BY JOHN-HENRY DOUCETTE

PUNGO — Everything good in my life comes from joining the U.S. Navy. I came to Hampton Roads, met my future wife, attended college, found work as a reporter, had kids. Et cetera.

Service in the Navy is the foundational time of my life. I worked with the best people our nation has to offer. I can’t tell you I’ve ever risen to their example, but I’m better than I would have been without their company. I keep trying to do better, especially when I fail.

I’ve saluted our nation’s flag so many times I cannot count. It was never a chore, never a nuisance delaying comings or goings from the ship. It was saluting sacrifices the red, white and blue represent, including the service and history of the people I love. 

I am blessed to live in a country where people can disagree along the road to a better community. I knew it when I was young. I know it better now because I have a wife, our children, this community. I believe in our ability to build upon what matters.

I’m older, out of uniform now. 

I’m still saluting when I hold my hand over my heart.

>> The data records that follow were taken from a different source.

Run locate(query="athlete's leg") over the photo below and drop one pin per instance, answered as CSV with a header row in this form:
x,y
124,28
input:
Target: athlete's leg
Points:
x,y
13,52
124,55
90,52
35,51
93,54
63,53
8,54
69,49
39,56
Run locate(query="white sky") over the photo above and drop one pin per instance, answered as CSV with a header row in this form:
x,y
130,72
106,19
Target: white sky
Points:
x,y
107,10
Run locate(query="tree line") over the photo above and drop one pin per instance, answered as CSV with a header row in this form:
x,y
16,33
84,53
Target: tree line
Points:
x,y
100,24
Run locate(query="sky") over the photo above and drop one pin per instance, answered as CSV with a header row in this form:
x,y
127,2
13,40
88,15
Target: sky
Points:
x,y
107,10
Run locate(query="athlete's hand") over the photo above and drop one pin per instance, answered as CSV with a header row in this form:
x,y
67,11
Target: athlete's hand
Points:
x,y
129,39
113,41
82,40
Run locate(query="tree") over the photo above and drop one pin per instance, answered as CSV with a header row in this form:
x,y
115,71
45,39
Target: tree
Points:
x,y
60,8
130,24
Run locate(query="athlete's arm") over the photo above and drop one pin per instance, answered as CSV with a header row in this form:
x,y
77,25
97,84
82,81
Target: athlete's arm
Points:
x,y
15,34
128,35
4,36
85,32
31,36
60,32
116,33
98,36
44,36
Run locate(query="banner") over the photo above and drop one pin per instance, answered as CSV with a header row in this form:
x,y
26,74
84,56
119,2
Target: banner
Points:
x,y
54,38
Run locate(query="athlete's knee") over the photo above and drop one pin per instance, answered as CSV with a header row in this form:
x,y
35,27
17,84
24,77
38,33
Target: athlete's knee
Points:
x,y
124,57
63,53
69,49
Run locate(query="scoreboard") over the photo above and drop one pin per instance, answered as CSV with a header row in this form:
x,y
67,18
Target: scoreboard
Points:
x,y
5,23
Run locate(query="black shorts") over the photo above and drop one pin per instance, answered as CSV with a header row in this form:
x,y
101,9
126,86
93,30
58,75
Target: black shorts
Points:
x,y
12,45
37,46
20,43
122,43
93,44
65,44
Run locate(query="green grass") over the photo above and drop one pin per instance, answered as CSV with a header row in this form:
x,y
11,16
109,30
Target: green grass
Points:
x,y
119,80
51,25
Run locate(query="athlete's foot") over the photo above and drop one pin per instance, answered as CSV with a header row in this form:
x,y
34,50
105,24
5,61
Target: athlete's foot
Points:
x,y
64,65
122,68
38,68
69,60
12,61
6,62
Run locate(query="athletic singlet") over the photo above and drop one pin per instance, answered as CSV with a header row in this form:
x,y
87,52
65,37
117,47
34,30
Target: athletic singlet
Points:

It is beautiful when we agree. Because we are American, we know it is sometimes beautiful when we don’t. The flag is a symbol of that beauty, our American conversation. It can be a hard talk.

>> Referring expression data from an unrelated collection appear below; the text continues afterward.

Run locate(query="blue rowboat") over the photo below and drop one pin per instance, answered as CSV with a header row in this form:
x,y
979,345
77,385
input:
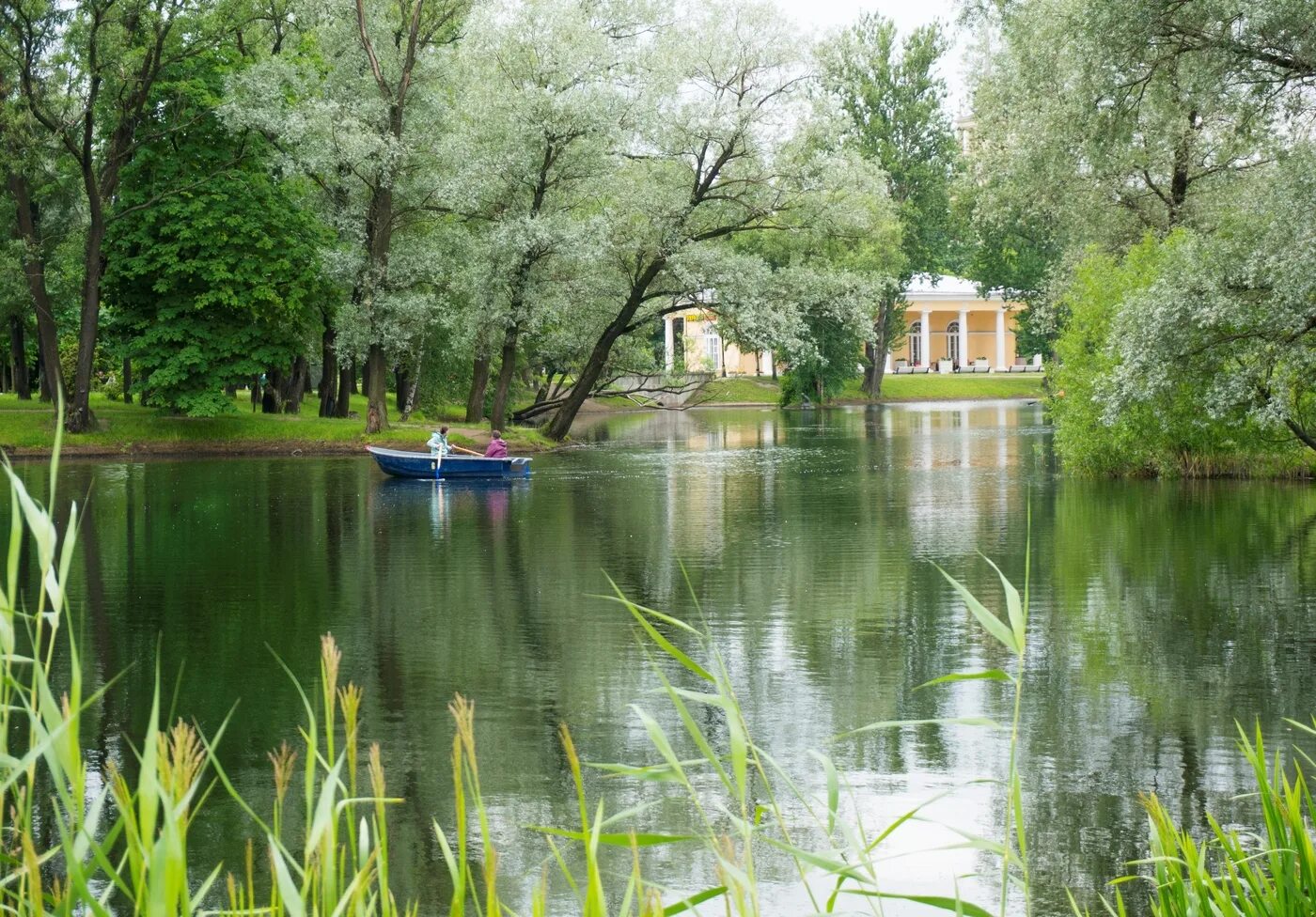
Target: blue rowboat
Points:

I want to talk now about our flag and how I have represented both it and some of the people I have photographed for our newspaper.

Sometimes I have photographed people while they are saluting or pledging allegiance during meetings and other events. This may bother some people because I should be saluting, should be pledging while others do so. I see the looks. I understand them. 

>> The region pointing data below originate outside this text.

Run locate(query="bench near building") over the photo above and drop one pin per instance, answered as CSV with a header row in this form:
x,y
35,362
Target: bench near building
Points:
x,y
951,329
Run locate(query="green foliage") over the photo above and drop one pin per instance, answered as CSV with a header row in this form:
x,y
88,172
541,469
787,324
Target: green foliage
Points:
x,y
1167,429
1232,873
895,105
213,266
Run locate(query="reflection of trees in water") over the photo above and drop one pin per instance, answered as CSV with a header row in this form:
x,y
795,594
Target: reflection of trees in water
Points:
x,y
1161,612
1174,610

I photograph those moments because they are beautiful to me. These moments tell us who we are and may become. They represent something greater than our individuality, our small communities among a greater community. 

It’s a ritual. A symbol of greater faith.

Late last year, President-elect Trump made a remark on social media that those who burn our flag deserve punishment, that they should even lose their citizenship.

I worry about civil liberties, but I’m sure the president-elect will work that out with the Supreme Court if he decides to return to this subject among many pressing concerns.

What I can do with what little power I have is try to do a better job saluting our flag in my life and work. 

I’ll also be careful about how the flag is represented here. 

I recently used images of the flag as a background to a column and as a detail placed beneath text in our election issue. An image of the flag, one of my old photos, is a repeated image at the website. There have been no complaints. There should have been. 

These images, as used in those instances, were decorative rather than documentary. I was careless.

One of the hard things about our newspaper, as we approach the end of its second year, is that readers endure my growing pains as an editor. 

I’ll try to judge images and advertising with better care. I’ll determine whether a representation of the flag is appropriate or, at least, important to news or events being documented. 

I am also retiring an image that is among my favorites. It runs on this page for the last time. The photograph shows a close look at a flag on the grave of a veteran. 

I love the image because of where I took it and who was with me. 

You see the depth of the blue, three white stars, threads that make the cloth, and a tiny spot of what I assume is red ink within one white star.

The red spot speaks to me about sacrifice, the cost of liberty. That’s how I see it. Others see things differently. Ours is a bumpy but beautiful arrangement.